The High Court has just issued judgment in the case of Dellway Investment Ltd & Ors v. National Asset Management Agency, rejecting a constitutional challenge to NAMA. Detailed analysis of the judgment will follow after a more thorough reading of what looks like a well reasoned decision. For now, here is a brief extract:
The Court is of the view that the creation of NAMA, as permitted by the Act in the manner interpreted by the Court, is a reasonable and proportionate policy response to the problems which the Act seeks to address. It was, in the Court’s view, possible for the Oireachtas to conclude that impairing any rights which borrowers might have to any lesser extent, by either restricting NAMA’s acquisition powers to impaired loans or loans connected with impaired loans, or by delaying the NAMA acquisition process by putting in place an entitlement on the part of borrowers to be heard, or both, would not have achieved, to a sufficient extent, the ends of the Act. In those circumstances, the Court is satisfied that the Act meets the proportionality test.
... the definition of possessions for the purposes of the ECHR is, if anything, narrower than the scope of property rights which may be afforded constitutional protection under the Irish Constitution. Two consequences seem to the Court to flow from that conclusion. First, it follows that the Court is of the view that there has been no interference with the rights of Mr. McKillen as guaranteed by the ECHR for those rights are, at a minimum, no more extensive than the rights guaranteed by the Irish Constitution which the Court has already determined have not been infringed. Second, the approach of the ECtHR lends reinforcement to the view which the Court has already expressed which is to the effect that property rights of a contractual or goodwill nature are required to be legally enforceable (or at least in the Irish context analogous to being legally enforceable) before those rights achieve the status of being constitutionally protected.

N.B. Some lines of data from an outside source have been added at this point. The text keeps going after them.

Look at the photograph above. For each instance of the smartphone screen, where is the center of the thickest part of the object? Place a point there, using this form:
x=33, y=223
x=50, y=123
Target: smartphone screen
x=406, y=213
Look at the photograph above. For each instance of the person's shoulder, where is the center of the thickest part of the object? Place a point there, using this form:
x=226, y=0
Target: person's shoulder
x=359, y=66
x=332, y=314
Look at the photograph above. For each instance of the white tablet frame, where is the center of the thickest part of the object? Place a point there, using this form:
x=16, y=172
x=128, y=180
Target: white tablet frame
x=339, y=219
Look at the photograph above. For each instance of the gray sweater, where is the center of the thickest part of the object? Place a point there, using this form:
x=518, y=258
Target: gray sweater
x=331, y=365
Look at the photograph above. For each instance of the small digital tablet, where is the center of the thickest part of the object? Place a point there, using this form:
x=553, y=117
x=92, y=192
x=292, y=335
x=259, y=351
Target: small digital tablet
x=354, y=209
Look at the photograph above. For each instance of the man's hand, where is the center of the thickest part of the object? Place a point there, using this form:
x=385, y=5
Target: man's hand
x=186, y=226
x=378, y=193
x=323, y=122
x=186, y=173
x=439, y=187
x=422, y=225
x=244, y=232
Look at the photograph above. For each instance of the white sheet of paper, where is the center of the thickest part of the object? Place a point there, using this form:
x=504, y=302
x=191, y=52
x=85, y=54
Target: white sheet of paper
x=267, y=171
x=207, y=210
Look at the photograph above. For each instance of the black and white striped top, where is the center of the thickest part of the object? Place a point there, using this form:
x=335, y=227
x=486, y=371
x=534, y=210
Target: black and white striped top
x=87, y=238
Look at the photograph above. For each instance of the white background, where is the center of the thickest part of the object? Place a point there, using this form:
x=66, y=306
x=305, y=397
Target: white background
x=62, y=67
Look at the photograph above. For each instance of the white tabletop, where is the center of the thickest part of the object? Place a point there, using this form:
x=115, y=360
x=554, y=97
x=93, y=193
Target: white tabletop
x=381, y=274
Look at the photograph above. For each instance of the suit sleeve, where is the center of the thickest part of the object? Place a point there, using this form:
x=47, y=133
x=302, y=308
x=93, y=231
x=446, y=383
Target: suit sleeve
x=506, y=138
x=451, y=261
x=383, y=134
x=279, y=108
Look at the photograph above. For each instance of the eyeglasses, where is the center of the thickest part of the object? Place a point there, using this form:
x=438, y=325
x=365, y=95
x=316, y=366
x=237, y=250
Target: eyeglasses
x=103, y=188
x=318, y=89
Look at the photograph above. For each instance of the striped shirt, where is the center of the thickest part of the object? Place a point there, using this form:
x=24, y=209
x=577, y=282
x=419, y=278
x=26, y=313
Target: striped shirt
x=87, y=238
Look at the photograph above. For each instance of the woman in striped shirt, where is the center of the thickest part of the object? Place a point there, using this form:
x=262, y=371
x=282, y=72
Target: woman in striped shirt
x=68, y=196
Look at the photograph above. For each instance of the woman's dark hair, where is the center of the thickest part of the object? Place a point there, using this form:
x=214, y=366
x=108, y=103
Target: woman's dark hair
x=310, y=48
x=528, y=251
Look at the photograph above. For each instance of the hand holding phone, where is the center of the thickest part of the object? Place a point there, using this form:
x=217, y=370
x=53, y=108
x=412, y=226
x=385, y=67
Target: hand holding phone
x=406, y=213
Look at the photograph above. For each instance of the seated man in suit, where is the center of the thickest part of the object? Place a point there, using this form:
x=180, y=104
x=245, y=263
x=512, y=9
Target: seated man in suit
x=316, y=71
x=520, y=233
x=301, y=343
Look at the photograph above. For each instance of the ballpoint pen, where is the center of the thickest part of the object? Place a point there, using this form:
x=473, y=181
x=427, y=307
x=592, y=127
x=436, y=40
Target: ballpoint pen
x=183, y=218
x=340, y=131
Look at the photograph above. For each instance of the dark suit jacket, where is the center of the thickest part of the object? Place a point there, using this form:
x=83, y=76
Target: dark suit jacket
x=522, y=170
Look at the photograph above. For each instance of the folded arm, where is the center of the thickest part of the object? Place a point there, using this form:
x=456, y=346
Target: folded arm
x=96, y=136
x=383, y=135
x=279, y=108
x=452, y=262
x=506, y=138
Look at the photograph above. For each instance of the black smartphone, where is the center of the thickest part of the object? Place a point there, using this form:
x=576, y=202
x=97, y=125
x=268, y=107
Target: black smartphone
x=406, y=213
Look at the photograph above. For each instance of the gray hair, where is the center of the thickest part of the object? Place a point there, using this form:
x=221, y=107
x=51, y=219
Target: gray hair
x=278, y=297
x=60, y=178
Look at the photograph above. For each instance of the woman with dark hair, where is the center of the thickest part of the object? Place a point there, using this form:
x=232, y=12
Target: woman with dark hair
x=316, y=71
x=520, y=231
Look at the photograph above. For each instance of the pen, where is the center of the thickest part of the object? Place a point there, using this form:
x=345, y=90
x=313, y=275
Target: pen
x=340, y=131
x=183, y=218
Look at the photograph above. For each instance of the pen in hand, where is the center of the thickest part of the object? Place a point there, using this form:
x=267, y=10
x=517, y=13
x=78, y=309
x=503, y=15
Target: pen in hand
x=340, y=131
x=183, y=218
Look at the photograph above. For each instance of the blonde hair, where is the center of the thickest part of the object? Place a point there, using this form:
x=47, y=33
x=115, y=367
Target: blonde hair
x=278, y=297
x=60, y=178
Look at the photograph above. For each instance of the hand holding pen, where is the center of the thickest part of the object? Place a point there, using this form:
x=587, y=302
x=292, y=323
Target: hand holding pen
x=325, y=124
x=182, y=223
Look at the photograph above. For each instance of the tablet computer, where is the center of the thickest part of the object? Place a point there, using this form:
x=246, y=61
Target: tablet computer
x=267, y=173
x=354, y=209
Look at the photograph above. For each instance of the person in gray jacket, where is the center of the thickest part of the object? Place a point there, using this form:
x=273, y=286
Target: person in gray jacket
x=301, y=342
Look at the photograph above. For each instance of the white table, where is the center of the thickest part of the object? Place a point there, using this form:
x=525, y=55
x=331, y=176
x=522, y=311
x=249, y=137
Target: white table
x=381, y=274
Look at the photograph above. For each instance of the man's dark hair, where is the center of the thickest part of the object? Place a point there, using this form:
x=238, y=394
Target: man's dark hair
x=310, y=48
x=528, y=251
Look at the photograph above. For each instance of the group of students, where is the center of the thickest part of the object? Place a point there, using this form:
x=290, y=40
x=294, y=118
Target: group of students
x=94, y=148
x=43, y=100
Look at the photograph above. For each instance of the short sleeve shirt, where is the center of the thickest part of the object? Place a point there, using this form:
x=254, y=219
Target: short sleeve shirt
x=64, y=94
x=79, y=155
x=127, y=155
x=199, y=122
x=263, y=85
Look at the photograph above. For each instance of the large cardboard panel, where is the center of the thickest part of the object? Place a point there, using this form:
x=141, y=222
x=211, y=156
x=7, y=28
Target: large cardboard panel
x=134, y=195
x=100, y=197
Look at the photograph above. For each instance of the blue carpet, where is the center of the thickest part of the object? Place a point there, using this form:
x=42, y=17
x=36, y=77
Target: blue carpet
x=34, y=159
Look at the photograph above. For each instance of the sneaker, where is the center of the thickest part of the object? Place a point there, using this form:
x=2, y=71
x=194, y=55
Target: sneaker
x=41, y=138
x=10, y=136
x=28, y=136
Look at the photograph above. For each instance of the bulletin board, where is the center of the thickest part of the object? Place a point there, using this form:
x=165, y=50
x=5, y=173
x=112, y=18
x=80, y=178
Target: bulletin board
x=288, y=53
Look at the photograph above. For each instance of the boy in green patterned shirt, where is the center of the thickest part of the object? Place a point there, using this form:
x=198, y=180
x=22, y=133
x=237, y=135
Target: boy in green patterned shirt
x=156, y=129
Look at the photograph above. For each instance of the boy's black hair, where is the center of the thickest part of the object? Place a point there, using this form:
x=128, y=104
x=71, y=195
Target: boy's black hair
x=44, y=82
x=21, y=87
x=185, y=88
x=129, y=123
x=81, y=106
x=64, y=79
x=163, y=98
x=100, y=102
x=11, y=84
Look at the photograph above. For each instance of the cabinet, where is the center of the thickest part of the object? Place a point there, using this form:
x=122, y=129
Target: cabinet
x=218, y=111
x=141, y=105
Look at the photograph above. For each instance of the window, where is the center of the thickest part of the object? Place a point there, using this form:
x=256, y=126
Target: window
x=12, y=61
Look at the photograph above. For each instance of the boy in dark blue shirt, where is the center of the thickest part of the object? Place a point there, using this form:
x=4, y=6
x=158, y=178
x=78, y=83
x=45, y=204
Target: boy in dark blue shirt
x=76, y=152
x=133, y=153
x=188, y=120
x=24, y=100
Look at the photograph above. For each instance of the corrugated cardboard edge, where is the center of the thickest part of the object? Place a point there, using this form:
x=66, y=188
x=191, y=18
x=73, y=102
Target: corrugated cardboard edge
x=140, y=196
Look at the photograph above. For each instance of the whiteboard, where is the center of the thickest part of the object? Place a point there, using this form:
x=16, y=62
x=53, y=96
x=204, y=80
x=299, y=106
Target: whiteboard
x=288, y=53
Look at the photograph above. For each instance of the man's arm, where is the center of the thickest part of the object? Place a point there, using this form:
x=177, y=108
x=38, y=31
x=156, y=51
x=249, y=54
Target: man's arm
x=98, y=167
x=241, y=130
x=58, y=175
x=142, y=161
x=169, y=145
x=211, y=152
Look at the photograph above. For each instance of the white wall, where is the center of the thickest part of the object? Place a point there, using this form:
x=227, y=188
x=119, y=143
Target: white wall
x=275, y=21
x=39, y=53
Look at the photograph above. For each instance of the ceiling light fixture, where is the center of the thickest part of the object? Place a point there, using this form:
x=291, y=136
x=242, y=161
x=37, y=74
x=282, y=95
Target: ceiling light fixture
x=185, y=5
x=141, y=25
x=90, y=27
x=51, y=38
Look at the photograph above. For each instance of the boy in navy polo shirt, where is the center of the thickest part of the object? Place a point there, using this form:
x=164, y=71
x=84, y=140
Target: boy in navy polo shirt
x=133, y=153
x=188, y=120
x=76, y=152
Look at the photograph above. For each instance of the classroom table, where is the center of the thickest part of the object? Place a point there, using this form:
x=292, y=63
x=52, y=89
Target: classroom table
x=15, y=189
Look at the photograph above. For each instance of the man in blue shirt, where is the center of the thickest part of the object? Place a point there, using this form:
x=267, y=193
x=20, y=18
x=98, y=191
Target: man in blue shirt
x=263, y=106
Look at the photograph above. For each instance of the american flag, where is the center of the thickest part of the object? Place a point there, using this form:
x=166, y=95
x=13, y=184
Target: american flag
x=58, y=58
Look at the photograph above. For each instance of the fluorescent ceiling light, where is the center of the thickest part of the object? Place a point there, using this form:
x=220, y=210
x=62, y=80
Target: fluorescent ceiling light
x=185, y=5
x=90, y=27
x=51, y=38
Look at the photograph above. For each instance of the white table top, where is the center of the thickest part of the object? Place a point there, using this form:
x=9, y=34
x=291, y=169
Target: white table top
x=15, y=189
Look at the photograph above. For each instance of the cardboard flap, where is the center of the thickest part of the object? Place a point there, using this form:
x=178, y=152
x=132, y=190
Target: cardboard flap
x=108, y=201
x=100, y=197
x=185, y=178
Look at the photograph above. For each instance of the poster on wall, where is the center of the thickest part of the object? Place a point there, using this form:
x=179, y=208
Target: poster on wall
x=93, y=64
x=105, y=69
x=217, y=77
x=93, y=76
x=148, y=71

10.33 Given the Court’s view, as already expressed, that the Act does not interfere with any constitutionally protected rights of Mr. McKillen, it follows that, in any event, the Act is not inconsistent with the Constitution by reference to Mr. McKillen’s rights. Even if the Court’s analysis of the interference by the Act with Mr. McKillen’s rights is incorrect, it does not seem to the Court that any such interference could be placed at a very high level for all of the reasons which were addressed in the section of this judgment in relation to fair procedures. Even if the Court is wrong in its view that no constitutionally protected rights of Mr. McKillen are interfered with, then that analysis must, at a minimum, lead only to a conclusion that any interference with his rights is on the lower end of the scale.
10.34 For the reasons which the Court has already set out, the problem needing to be addressed is at the very highest end of the scale. In addressing the proportionality between those two matters (that is the scale of the problem and the minimal interference (if any) with Mr. McKillen’s rights), it does not seem to the Court that any such interference as might be said to derive from the absence of an impairment requirement and the absence of a right to be heard, can be said to infringe the principle of proportionality.